# Vector detection using Blast and the NCBI UniVec database

In [None]:
%run ../config/init.py

## Testing gcloud configuration

### Requirements

#### [Cloud SDK](https://cloud.google.com/sdk)


Run *gcloud init* to initialize the gcloud environment and follow its instructions:

 `$ gcloud init`
 

In [None]:
account = !gcloud config get-value account
account = ''.join(account)
project = !gcloud config get-value project
project = ''.join(project)
if account != '(unset)' and project != '(unset)':
    print('Using account: {} with project: {}'.format(account, project))
else:
    print('Please, configure Cloud SDK before running this notebook')
    print('Open a Terminal and run: gcloud init')

### Defining variables

Edit GCP zone and region variable accordingly to your geographical location.

In [None]:
ZONE = 'us-east4'
REGION = 'us-east4-c'
QUERY_SIZE = 10000
# Prices from 06/09/2021
PRICE = 0.64
MACHINE_TYPE = "n1-standard-64"
TRANSCRIPTOME_NAME = 'Trinity.fasta.gz'
TRANSCRIPTOME_FILE = os.path.join(RESULTS, DATASET, 'trinity_assembly', TRANSCRIPTOME_NAME)

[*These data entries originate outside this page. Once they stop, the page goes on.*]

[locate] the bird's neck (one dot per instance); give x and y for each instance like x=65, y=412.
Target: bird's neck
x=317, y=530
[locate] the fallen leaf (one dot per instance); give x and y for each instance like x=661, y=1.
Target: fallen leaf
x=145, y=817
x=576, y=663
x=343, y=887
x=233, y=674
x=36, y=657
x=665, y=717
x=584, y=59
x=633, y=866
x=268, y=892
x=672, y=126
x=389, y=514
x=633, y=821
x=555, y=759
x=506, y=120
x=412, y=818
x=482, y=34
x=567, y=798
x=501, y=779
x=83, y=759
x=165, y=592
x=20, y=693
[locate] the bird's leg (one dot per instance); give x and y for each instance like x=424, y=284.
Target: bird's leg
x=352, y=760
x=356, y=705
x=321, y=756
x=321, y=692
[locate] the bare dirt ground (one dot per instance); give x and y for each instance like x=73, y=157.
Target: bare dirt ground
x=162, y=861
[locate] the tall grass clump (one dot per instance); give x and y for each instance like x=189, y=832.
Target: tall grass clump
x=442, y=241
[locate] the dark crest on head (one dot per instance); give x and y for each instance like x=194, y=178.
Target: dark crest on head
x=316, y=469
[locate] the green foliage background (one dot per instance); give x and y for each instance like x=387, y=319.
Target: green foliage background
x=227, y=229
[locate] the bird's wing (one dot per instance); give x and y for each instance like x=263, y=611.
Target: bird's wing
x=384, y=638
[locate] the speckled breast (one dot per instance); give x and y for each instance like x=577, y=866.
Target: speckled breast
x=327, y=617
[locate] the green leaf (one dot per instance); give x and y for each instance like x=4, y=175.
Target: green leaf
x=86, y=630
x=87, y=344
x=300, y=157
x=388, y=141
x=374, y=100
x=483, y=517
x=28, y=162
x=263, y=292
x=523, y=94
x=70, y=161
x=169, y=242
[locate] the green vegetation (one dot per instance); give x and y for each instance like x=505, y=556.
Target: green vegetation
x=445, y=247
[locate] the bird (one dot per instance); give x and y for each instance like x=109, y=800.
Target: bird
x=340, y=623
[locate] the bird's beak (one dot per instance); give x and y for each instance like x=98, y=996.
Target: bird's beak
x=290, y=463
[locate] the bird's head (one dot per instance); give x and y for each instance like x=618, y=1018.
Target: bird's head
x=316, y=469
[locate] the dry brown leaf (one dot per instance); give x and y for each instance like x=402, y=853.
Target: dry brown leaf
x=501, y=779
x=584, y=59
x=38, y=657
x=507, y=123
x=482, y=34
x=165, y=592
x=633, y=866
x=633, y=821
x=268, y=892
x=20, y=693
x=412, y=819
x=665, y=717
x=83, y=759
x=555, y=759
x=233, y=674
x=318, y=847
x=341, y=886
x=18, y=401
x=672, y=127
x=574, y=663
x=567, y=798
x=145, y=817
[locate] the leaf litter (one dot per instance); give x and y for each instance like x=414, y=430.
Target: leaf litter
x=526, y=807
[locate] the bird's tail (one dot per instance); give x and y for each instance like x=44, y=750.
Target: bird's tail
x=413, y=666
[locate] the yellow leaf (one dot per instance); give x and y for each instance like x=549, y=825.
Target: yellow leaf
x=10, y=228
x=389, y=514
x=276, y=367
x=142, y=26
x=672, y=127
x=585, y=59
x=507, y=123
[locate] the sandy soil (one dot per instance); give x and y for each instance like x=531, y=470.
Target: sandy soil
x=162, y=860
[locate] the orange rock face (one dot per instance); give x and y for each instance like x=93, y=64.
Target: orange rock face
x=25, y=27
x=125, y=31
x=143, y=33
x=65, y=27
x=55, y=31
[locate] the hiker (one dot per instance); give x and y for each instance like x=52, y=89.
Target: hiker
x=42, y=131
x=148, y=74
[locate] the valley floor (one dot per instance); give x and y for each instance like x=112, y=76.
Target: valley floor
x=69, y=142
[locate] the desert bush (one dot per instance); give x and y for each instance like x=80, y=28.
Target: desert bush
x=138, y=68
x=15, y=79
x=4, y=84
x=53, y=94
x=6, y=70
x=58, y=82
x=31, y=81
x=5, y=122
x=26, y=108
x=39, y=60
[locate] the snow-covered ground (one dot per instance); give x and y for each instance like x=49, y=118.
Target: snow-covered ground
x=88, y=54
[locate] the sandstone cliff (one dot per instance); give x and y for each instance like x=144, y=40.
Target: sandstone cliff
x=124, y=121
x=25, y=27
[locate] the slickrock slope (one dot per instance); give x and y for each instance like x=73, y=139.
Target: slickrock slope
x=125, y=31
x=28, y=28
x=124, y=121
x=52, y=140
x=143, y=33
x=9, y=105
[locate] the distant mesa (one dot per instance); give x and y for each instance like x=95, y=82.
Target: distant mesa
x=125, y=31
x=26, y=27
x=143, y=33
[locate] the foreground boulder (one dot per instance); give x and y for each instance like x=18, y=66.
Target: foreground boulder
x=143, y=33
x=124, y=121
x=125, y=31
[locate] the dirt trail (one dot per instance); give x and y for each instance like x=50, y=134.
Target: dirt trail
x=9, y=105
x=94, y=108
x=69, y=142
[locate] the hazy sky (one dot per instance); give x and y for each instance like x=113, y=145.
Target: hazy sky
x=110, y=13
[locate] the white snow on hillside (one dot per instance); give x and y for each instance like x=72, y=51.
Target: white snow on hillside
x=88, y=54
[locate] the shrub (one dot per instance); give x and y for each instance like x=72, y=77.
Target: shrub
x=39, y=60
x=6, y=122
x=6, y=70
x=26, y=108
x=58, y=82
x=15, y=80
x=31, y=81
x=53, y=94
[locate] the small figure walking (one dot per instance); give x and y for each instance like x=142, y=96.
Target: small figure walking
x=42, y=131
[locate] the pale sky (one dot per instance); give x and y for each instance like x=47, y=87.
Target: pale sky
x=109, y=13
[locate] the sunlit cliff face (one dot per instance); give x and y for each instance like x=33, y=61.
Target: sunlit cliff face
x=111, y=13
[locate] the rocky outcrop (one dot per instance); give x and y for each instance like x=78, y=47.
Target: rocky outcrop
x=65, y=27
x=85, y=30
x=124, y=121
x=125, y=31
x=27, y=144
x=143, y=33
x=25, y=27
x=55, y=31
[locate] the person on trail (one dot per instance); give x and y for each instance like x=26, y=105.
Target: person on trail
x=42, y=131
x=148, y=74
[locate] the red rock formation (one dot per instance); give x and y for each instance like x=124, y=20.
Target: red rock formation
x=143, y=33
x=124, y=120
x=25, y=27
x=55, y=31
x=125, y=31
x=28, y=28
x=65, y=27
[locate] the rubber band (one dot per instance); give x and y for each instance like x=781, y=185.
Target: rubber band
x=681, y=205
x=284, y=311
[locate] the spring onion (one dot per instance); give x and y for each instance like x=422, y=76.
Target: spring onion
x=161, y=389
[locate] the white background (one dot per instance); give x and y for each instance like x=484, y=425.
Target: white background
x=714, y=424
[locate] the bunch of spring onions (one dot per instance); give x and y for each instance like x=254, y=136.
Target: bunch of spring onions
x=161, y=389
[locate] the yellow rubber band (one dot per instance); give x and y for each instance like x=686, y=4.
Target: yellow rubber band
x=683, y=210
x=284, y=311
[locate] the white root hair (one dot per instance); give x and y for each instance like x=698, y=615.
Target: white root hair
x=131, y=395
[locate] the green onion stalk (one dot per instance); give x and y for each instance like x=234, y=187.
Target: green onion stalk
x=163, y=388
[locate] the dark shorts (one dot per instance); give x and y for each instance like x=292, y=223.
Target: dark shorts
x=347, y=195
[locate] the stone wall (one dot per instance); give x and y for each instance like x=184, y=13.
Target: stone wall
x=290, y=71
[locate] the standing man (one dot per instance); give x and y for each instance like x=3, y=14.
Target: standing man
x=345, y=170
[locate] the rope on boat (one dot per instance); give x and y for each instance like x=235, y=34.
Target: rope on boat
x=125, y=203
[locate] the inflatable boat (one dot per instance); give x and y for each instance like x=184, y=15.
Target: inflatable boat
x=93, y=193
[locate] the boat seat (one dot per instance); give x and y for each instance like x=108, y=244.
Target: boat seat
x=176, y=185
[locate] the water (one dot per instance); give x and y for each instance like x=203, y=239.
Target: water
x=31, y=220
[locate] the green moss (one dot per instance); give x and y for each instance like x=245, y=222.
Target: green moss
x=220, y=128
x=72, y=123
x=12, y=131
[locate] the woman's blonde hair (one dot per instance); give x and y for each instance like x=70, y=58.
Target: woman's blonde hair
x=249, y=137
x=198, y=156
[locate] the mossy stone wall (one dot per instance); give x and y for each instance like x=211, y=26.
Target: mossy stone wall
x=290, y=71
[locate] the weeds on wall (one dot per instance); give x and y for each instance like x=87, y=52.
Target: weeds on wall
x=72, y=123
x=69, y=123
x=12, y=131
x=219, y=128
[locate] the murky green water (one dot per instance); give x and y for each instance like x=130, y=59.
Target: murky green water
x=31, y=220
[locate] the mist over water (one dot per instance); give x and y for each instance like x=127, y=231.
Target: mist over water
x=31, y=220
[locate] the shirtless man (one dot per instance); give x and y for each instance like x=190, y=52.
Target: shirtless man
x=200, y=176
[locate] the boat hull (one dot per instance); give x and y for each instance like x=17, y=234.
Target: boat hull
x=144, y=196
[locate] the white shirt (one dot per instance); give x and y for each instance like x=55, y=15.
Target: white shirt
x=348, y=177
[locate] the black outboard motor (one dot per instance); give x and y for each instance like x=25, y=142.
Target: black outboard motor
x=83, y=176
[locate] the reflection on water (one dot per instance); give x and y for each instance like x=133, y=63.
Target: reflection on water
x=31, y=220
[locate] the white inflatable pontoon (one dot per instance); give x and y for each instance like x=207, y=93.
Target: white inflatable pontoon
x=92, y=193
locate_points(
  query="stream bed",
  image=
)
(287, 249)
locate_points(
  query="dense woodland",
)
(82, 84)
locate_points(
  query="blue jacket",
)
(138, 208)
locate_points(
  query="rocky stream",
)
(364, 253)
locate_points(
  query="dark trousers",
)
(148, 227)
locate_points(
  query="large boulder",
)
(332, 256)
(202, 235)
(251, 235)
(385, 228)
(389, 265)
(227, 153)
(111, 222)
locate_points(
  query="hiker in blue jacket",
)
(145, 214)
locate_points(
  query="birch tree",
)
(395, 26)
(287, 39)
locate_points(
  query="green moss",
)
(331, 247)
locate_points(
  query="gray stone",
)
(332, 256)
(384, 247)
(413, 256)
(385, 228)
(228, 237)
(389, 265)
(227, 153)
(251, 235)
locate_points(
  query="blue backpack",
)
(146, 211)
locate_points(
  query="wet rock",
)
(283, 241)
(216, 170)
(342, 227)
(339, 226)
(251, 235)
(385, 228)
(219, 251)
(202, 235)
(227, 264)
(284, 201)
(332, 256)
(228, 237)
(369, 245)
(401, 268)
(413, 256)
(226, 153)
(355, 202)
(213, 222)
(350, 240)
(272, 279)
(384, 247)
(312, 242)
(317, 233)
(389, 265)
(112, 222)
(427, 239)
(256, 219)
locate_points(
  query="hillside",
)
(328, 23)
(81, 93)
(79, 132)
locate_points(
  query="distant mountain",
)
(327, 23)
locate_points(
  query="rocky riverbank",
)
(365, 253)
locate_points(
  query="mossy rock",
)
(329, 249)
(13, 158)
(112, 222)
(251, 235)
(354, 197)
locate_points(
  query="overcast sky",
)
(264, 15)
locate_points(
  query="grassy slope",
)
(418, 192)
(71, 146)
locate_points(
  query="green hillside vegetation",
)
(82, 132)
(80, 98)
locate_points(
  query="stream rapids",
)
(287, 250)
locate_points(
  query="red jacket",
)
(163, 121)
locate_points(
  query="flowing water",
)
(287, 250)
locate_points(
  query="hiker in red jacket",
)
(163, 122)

### Creating working directory

In [None]:
result_dir = os.path.join(RESULTS, DATASET)
if not os.path.exists(result_dir):
    os.mkdir(result_dir) 
os.chdir(result_dir)
result_dir = os.path.join(result_dir, 'fasta')
if not os.path.exists(result_dir):
    os.mkdir(result_dir) 
os.chdir(result_dir)

### Create or retrieve GCP storage bucket

In [None]:
bucket_list = !gsutil ls
bucket = None

prefix = 'gs://{}-vector-'.format(DATASET.lower())
for l in bucket_list:
    if prefix in l:
        bucket = l.replace('gs://{}-vector-'.format(DATASET.lower()),'').replace('/','')
        break

vector_bucket  = '{}-vector-{}'.format(DATASET.lower(),bucket)
print('vector bucket: {0}'.format(vector_bucket))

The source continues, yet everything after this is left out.